Accessibility links

Breaking News

British National Charged in Kenya with Trafficking Cocaine

A British national Jack Alexander Wolf Marrian appears at Kibera Law Court in Nairobi, Kenya on August 4, 2016.

Kenyan police charged a British national Thursday with trafficking nearly 100 kilograms (220 pounds) of cocaine that was impounded last week at the country's main seaport.

Jack Alexander Wolf Marrian denied the charge in court. The prosecution opposed bail, saying he is a flight risk. The court will rule on the bail application Monday.

The drugs were seized last week by Kenyan police and U.S. Drug Enforcement Agency officials in containers from Brazil supposedly carrying sugar destined for Uganda.

A second suspect, who police have said is Kenyan, was expected to be charged later Thursday. It was not clear what happened to a third suspect, also Kenyan, who police had questioned earlier.

The seizure was a rare one in Kenya, which the U.N. and the U.S. say has become a cocaine distribution hub in recent years. Traffickers from South America are said to take advantage of Nairobi's extensive air links to Europe and Asia.

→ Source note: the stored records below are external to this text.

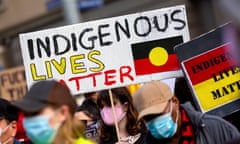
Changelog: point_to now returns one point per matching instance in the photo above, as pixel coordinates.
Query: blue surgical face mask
(38, 129)
(163, 126)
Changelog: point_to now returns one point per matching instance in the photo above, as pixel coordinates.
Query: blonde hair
(71, 130)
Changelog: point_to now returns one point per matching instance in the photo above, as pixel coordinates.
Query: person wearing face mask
(88, 113)
(131, 131)
(168, 122)
(49, 111)
(8, 122)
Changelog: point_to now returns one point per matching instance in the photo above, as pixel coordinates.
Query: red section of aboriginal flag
(141, 51)
(202, 67)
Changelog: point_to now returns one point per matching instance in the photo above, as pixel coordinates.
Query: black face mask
(91, 130)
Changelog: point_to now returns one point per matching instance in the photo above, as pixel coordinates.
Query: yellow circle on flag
(158, 56)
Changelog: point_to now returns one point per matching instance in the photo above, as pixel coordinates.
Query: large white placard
(103, 54)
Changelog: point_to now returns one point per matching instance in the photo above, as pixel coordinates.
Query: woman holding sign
(130, 130)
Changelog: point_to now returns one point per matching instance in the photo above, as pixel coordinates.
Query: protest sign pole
(114, 115)
(71, 13)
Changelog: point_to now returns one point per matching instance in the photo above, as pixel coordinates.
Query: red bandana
(187, 134)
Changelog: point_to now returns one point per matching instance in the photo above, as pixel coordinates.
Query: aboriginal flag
(156, 56)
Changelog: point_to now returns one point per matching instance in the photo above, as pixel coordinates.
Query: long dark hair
(124, 96)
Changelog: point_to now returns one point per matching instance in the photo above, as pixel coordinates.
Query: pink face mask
(107, 114)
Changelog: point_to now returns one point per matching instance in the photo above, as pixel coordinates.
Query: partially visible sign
(107, 53)
(80, 4)
(211, 65)
(13, 84)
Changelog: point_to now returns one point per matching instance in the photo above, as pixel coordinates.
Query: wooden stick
(114, 115)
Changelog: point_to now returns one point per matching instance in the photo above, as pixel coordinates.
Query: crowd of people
(154, 114)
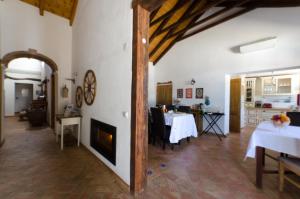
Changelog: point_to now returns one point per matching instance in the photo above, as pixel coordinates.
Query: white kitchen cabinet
(254, 116)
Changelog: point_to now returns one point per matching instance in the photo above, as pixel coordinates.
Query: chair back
(185, 109)
(158, 122)
(295, 118)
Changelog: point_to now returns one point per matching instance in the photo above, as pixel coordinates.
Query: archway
(54, 80)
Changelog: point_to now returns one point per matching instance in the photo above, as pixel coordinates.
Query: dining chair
(185, 109)
(294, 117)
(159, 127)
(291, 164)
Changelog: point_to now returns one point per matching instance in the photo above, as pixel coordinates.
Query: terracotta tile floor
(32, 166)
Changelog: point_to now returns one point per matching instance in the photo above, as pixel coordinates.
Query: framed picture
(199, 93)
(180, 93)
(188, 93)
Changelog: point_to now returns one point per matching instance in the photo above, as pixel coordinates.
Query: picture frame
(199, 93)
(188, 93)
(180, 93)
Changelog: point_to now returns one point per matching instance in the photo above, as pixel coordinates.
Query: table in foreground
(68, 120)
(267, 136)
(182, 126)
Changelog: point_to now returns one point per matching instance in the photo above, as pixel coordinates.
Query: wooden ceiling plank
(165, 38)
(151, 5)
(165, 21)
(210, 17)
(245, 10)
(73, 12)
(170, 12)
(41, 7)
(174, 41)
(195, 14)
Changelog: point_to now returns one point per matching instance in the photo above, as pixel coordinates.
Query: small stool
(291, 164)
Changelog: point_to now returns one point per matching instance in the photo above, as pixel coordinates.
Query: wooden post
(259, 165)
(139, 101)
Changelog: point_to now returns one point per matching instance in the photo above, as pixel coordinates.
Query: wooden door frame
(34, 55)
(139, 93)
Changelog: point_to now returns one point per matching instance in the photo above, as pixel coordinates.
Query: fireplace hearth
(103, 139)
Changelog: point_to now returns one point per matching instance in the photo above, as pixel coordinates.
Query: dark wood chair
(185, 109)
(290, 164)
(294, 117)
(159, 127)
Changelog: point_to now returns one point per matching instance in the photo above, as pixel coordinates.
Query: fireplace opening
(103, 139)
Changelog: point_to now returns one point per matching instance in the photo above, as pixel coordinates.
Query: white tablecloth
(284, 140)
(182, 126)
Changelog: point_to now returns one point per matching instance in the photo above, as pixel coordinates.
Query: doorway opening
(29, 92)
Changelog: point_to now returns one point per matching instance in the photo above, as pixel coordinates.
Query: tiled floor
(32, 166)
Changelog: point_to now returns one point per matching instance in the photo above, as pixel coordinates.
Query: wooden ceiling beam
(195, 14)
(174, 42)
(41, 7)
(150, 5)
(165, 38)
(166, 20)
(210, 17)
(245, 10)
(266, 3)
(73, 12)
(178, 5)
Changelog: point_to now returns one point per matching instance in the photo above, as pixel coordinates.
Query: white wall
(24, 28)
(210, 55)
(102, 41)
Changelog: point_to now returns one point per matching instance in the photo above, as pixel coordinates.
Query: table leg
(62, 136)
(259, 166)
(78, 134)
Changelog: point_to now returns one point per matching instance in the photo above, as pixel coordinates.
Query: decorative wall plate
(89, 87)
(79, 96)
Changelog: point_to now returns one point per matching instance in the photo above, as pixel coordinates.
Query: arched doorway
(54, 80)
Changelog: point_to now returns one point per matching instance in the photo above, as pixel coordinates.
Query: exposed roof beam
(151, 5)
(195, 14)
(165, 38)
(165, 20)
(266, 3)
(174, 42)
(41, 7)
(180, 3)
(245, 10)
(210, 17)
(73, 12)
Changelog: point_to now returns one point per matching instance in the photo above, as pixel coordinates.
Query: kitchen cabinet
(277, 85)
(254, 116)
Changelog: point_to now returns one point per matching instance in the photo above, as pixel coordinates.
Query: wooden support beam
(73, 12)
(151, 5)
(165, 38)
(165, 20)
(210, 17)
(139, 99)
(178, 5)
(195, 14)
(41, 7)
(245, 10)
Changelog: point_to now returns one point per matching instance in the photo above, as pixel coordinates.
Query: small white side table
(64, 121)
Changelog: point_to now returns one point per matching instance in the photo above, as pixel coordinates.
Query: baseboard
(120, 180)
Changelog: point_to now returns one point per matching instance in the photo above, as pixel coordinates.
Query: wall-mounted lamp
(65, 92)
(193, 81)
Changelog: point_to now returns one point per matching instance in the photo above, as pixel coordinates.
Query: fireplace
(103, 139)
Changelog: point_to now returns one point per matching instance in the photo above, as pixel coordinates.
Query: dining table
(182, 126)
(282, 139)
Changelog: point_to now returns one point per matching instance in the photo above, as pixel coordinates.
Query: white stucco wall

Traffickers also exploit Kenya's long Indian Ocean coastline and lack of adequate security controls at the port of Mombasa, the State Department's 2016 drug control strategy report says.

Stemming this flow of drugs is a challenge for Kenyan authorities, the report says, citing "corruption within the Kenyan government and business community ... High-level prosecutions or large seizures remain infrequent.''

For more than a decade, Kenya's police have been named annually by the local chapter of the global anti-corruption watchdog Transparency International as the most corrupt institution in the country.